4 Pet Photography Tips
Almost all pet lovers all over the world dream of capturing their precious pet's natural poses through pet photography. Pets are considered an essential household possession if one wants to experience unconditional love, loyalty, and devotion. Whatever kind they are, pets are usually deemed part of one's family. Pet owners love to see their cherished pet in the form of photographs and they serve as memento for reminiscence purposes. Taking your pets photos can be easy and you need not be a professional photographer to do it.
1. Consider the Background
The first thing to decide when taking pet photos is the background. Carefully decide what kind of photo you want to take. Location is one of the vital matters to consider in taking pet photos. Make sure your pet is comfortable in the chosen location because this greatly affects the final outcome of your photo. For portraits, you may try the pet's usual zone in the house. If the pet is always on the couch, on the floor, or on the bed, try those sites. You may want to try homemade backdrops too. Remember, comfort for the pet is important. Get rid of manmade items from the site before taking photographs. You may not want to see litter and other off-putting clutters in the scene and your pet may get distracted by these manmade objects.
2. Natural Posing
In order to get the best natural shot of your pet, it is imperative that you consider your pet's personality before taking the shot. If your pet is playful, try to incorporate props that would get the attention of your pet. Toys such as a ball, strings, puppy kibbles, combs, and car keys may capture your pet's interest. Consider putting those things in the site and when your pet responds, carefully capture and seize the moment through your camera. Other pet personalities require different props. Use your creativity in incorporating various props relative to your pet's personality.
3. Timing is Important
Timing is one of the things you should consider in taking natural photographs. Just like humans, pets too need appropriate timing to get in the mood. Do not try to take their photographs if you think they are hungry, irritable, or prickly. Prepare them by giving them a sufficient amount of food and play things before capturing their photos. If your pet requires a little more time to calm down and relax, give it to them. Remember, you may not want a tantrum from your pets so be sure to set the mood for them.
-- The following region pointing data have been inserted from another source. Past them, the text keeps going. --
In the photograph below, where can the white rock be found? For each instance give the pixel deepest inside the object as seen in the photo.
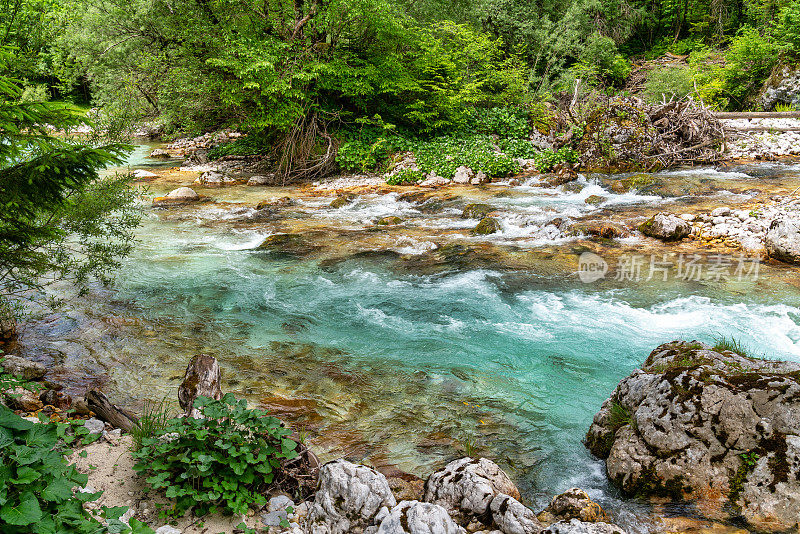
(94, 426)
(414, 517)
(183, 193)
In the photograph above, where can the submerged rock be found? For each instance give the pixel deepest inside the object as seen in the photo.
(467, 486)
(666, 227)
(348, 499)
(717, 427)
(476, 211)
(575, 526)
(782, 240)
(22, 367)
(389, 220)
(414, 517)
(489, 225)
(572, 504)
(342, 201)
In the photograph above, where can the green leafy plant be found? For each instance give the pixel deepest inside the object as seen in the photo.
(222, 462)
(405, 176)
(723, 343)
(151, 423)
(36, 482)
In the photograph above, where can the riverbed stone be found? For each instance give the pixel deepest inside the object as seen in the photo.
(183, 193)
(666, 227)
(512, 517)
(414, 517)
(575, 526)
(467, 486)
(20, 398)
(22, 367)
(349, 498)
(782, 240)
(463, 175)
(488, 225)
(714, 427)
(476, 211)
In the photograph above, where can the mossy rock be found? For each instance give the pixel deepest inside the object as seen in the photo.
(342, 201)
(390, 220)
(489, 225)
(291, 244)
(476, 211)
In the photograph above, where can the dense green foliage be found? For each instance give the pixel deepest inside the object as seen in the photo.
(221, 462)
(36, 482)
(57, 217)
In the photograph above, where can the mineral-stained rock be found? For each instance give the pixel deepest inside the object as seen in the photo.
(575, 526)
(20, 398)
(782, 240)
(476, 211)
(713, 426)
(572, 504)
(666, 226)
(22, 367)
(488, 225)
(414, 517)
(511, 517)
(466, 487)
(348, 499)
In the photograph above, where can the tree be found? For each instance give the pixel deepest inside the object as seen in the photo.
(58, 219)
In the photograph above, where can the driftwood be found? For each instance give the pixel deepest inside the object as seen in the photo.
(202, 379)
(757, 114)
(110, 413)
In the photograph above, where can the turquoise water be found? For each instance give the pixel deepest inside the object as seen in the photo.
(382, 363)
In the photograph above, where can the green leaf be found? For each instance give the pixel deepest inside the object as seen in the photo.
(24, 513)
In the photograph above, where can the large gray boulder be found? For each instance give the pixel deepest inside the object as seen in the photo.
(782, 240)
(666, 227)
(511, 517)
(717, 427)
(27, 369)
(414, 517)
(348, 499)
(467, 486)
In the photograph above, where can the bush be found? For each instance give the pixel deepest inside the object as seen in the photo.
(518, 148)
(223, 462)
(443, 155)
(405, 176)
(748, 62)
(506, 122)
(547, 159)
(36, 483)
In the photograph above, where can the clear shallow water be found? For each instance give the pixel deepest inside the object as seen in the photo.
(386, 364)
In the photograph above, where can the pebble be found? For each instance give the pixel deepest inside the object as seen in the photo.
(94, 426)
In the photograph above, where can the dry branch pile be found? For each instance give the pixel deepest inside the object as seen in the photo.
(628, 135)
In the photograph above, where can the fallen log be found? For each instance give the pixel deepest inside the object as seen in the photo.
(202, 379)
(110, 413)
(756, 114)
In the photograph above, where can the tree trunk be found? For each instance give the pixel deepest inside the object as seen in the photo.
(202, 379)
(103, 409)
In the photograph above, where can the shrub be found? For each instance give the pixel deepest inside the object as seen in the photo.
(443, 155)
(36, 482)
(518, 148)
(405, 176)
(547, 159)
(749, 61)
(506, 122)
(223, 462)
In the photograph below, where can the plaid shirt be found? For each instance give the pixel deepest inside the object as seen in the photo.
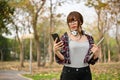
(65, 50)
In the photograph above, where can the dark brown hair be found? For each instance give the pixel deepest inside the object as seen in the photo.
(75, 16)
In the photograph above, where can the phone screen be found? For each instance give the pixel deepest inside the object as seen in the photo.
(54, 36)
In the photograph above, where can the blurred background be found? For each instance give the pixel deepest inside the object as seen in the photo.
(26, 25)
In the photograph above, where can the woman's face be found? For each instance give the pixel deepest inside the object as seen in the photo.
(73, 25)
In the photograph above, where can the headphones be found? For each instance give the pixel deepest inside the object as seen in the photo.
(74, 33)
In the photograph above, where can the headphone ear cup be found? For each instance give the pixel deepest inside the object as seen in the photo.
(74, 33)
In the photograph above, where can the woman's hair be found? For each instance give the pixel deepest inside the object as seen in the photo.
(75, 16)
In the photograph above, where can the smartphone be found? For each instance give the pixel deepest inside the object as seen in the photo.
(54, 36)
(91, 53)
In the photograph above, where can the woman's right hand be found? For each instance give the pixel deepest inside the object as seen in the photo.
(57, 46)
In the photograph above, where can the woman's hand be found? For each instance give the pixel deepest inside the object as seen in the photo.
(57, 46)
(94, 49)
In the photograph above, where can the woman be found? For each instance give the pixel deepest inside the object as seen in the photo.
(73, 51)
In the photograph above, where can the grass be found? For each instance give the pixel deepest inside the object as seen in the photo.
(108, 71)
(44, 76)
(100, 71)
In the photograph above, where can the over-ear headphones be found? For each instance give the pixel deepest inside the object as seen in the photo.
(74, 33)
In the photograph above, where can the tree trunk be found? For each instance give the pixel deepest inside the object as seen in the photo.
(21, 54)
(51, 30)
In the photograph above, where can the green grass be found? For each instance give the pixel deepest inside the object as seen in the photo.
(55, 76)
(44, 76)
(99, 72)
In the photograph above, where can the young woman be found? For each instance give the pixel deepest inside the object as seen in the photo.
(73, 51)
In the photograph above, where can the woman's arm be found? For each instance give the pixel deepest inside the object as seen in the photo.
(59, 55)
(56, 48)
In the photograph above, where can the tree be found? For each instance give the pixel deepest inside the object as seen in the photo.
(5, 12)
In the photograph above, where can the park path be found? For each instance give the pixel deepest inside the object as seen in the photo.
(12, 75)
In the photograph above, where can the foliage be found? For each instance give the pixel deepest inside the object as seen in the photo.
(5, 12)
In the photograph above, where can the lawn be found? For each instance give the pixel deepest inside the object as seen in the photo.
(108, 71)
(100, 71)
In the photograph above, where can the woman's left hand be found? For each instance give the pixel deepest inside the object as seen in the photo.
(94, 49)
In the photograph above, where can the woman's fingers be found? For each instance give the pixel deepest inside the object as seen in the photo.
(94, 48)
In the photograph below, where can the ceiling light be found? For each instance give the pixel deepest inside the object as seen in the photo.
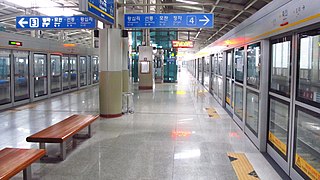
(188, 2)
4. Avoid the Red or Green-Eye
Like human beings, pets' eyes too sometimes react to the flash of your camera giving you a red or green-eye. To avoid this, angle your flash away from the lens of your camera. Should you have a camera with fixed flash and there is no way you can angle it, try putting a very thin cloth around it or use a parchment paper. This will scatter and spread the light from your flash and will moderate the possibility of a red or green-eye.